OJ Simpson: la persecución policial más seguida de la historia

El 17 de junio de 1994, la policía de Los Ángeles persiguió el coche a OJ Simpson que mantuvo en vilo al país durante los 45 minutos que duró esa persecución hasta su detención

Fue uno de los acontecimientos más seguidos en la historia de la televisión. Se calcula que lo siguieron más de 100 millones de personas 

La persecución policial la ofreció en directo prácticamente todas las cadenas estatales de TV

La persecución policial la ofreció en directo prácticamente todas las cadenas estatales de TV / NBC

Ramon Palomar

Ramon Palomar

La tarde del 17 de junio de 1994 se vio alterada en Los Ángeles, ya de noche en la Costa Este, por uno de los acontecimientos más seguidos en la historia de la televisión: la persecución automovilística por parte de la policía de la ex estrella de la NFL y actor cinematográfico, OJ Simpson.

¿El motivo de la persecución? La fiscalía de Los Ángeles decidió detener a Simpson al considerarlo el principal sospechoso del asesinato de su ex esposa, Nicole Brown y Ronald Goldman, que aparecieron asesinados el 12 de junio en la residencia del barrio de Brentwood, en Los Ángeles, donde vivía la ex esposa de O.J. Simpson.

Cuatro días después de los asesinatos y tras haber interrogado al sospechoso exhaustivamente, la policía de Los Ángeles comunicó a los abogados de Simpson que iban a presentar cargos en contra de su cliente, acordando que este se entregara en la mañana del 17 de junio.

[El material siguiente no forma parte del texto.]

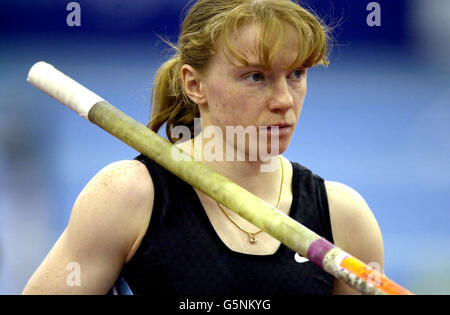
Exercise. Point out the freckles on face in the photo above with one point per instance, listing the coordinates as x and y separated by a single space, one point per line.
234 100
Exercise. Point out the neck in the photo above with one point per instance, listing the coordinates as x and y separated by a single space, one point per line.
258 177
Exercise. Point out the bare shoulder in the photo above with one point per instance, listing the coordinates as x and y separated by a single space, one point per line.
124 192
107 223
355 228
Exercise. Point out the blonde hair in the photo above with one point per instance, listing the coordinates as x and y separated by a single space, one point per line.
208 25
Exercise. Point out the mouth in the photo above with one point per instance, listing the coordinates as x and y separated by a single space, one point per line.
281 129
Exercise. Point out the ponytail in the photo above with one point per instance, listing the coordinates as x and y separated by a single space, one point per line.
170 103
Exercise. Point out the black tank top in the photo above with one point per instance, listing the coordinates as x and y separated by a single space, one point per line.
182 255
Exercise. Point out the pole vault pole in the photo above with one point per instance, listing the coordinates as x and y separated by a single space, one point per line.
291 233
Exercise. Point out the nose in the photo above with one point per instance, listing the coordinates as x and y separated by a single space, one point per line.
281 98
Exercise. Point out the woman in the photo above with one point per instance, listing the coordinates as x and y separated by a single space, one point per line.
237 63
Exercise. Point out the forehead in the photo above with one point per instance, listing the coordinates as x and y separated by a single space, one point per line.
245 48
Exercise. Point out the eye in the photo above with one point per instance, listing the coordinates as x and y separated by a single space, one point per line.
255 77
297 74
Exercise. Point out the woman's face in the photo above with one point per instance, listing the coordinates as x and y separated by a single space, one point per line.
253 96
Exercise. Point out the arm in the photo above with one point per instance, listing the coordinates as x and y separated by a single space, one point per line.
355 229
108 221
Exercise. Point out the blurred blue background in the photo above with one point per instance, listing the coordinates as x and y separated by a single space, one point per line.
377 119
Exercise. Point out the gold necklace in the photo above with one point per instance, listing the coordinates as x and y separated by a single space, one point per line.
251 235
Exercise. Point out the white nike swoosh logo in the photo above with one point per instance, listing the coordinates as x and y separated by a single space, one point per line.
300 259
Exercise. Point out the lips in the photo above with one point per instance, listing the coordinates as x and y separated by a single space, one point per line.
283 129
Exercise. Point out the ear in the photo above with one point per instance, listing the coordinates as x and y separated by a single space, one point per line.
192 84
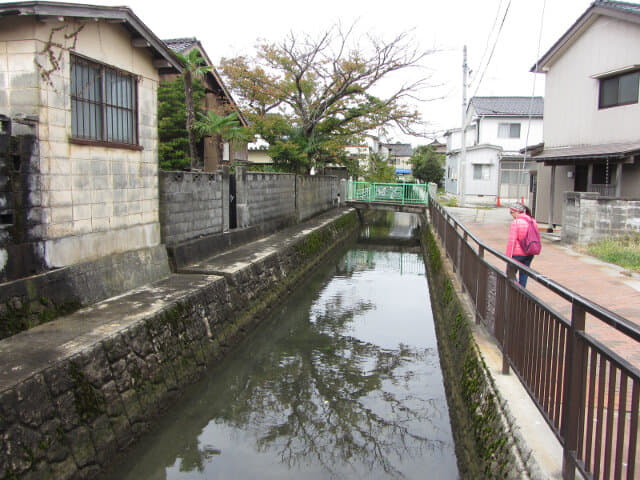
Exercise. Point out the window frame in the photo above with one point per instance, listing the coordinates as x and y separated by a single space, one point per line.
102 105
484 169
511 126
617 77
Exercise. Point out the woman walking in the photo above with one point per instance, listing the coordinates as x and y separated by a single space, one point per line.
517 235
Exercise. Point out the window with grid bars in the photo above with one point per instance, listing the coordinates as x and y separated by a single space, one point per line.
103 103
619 90
509 130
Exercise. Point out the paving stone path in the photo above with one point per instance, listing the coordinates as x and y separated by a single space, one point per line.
605 284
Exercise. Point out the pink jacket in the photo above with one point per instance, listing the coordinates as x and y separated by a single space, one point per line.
518 231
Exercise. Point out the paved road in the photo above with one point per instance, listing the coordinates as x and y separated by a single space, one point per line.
603 283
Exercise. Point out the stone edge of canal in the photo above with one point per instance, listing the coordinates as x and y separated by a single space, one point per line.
486 444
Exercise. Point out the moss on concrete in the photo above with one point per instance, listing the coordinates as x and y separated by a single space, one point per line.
483 441
89 401
17 316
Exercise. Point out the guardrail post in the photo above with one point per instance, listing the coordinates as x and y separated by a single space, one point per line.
573 387
511 275
480 257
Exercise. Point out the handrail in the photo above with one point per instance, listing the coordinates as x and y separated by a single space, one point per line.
396 193
571 375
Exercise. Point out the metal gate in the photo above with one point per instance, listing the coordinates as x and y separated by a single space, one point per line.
233 216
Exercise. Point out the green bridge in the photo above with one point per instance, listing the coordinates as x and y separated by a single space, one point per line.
404 197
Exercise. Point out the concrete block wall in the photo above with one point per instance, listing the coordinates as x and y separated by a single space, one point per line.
315 194
587 217
191 205
85 201
194 205
267 196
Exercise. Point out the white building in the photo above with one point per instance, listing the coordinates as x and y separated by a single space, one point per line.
493 168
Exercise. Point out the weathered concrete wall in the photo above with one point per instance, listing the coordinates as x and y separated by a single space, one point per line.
21 225
86 201
485 443
100 376
38 299
191 205
315 194
587 217
194 206
264 197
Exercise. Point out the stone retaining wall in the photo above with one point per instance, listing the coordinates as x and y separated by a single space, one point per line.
38 299
70 408
486 446
588 217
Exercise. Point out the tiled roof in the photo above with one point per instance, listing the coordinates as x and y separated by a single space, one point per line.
574 152
56 10
626 10
508 106
181 44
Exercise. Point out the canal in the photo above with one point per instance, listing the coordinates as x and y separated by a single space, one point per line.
342 381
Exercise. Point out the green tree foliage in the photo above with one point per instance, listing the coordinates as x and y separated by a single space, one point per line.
380 170
227 126
172 131
426 165
194 69
308 97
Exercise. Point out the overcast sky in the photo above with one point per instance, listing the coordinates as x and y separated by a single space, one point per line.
229 28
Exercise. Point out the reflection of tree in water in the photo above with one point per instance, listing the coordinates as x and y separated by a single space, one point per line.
311 400
307 390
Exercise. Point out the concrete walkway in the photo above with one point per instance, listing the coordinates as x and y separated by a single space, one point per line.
605 284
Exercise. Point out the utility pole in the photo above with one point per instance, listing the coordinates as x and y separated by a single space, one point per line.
463 136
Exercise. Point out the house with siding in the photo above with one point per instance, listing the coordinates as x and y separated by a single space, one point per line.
591 113
213 151
493 169
79 145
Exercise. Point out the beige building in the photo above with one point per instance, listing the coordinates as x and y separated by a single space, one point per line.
493 170
591 109
79 87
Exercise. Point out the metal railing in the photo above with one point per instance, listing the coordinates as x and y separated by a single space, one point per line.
398 193
587 392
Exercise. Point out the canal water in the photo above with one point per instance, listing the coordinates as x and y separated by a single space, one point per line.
343 381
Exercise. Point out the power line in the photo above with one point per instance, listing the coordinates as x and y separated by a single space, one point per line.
533 89
493 49
493 27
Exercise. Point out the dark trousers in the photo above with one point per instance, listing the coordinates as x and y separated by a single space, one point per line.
525 260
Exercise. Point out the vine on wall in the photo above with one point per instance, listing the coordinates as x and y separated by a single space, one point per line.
53 51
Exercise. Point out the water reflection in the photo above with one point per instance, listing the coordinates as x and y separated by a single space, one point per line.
391 227
403 263
343 382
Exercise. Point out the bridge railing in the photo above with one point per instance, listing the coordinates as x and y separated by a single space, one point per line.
588 393
398 193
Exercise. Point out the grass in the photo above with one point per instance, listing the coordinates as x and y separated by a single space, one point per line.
622 251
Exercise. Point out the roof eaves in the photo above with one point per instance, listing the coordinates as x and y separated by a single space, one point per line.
124 14
195 43
588 17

Simpson desaparece...y reaparece en un coche

Pero lo que sucedió es que Simpson desapareció y se había convertido en fugitivo, buscado por la policía que incluso realizó un llamamiento ciudadano para que diera pistas sobre el posible paradero de la ex estrella

Alrededor de las 18:45 horas del 17 de junio, tras recibir una denuncia de un ciudadano, la policía detectó al ex deportista en una camioneta Ford Bronco blanca mientras circulaba por la autopista interestatal 405 acompañado por su mejor amigo, Al Cowlings.

Cuando la policía se aproximó al vehículo, Cowlings, quien conducía, les dijo que Simpson se encontraba en la parte trasera del vehículo y que tenía una pistola apuntando a su cabeza.

Una larga persecución

Los agentes se alejaron y en ese momento se inició una persecución a baja velocidad que se prolongaría durante una hora y en la que una veintena de patrullas de la policía siguieron al Ford Bronco, mientras miles de curiosos congregados en los márgenes de la autopista observaban todo lo que estaba sucediendo.

OJ SImpson, durante el juicio en 1995 que le acabó considerando "no culpable"

OJ SImpson, durante el juicio en 1995 que le acabó considerando "no culpable" / NBC

Las principales cadenas de televisión interrumpieron sus programaciones para retransmitir las imágenes de la fuga que estaba siendo grabada desde varios helicópteros, alcanzándose una audiencia cercana a los 100 millones de telespectadores. Incluso el canal NBC interrumpió parcialmente la emisión del quinto partido de la final de la NBA que se estaba disputando ese día para informar de la huida de Simpson.

Todo terminó sobre las 8 de la tarde en la mansión del exdeportista, quien tras permanecer dentro del vehículo durante unos minutos mientras negociaba con la policía, acabó entregándose.

Interés mediático

El interés mediático por el caso Simpson continuó hasta el inicio del juicio en contra del exdeportista, que arrancó en enero de 1995 y duró nueve meses, siendo cubierto por más de 2.000 periodistas de todo el mundo. El 3 de octubre de 1995 fue declarado no culpable de ambos asesinatos.

El veredicto fue seguido en directo por televisión por más de la mitad de la población estadounidense, convirtiéndolo en uno de los eventos más vistos en la historia del país. Hubo muchas críticas sobre el procesamiento y la actuación policial, y muchos afirman que Simpson hubiese sido declarado culpable de no haber sido por los fallos e irregularidades durante el proceso.

El caso tuvo una alta repercusión en Estados Unidos y en los medios internacionales para ese año. Más tarde, en 1997, Simpson fue declarado culpable de las muertes por una corte civil que lo condenó a imdemnizar a las familias de los fallecidos, con 30 millones de dólares que nunca pagó.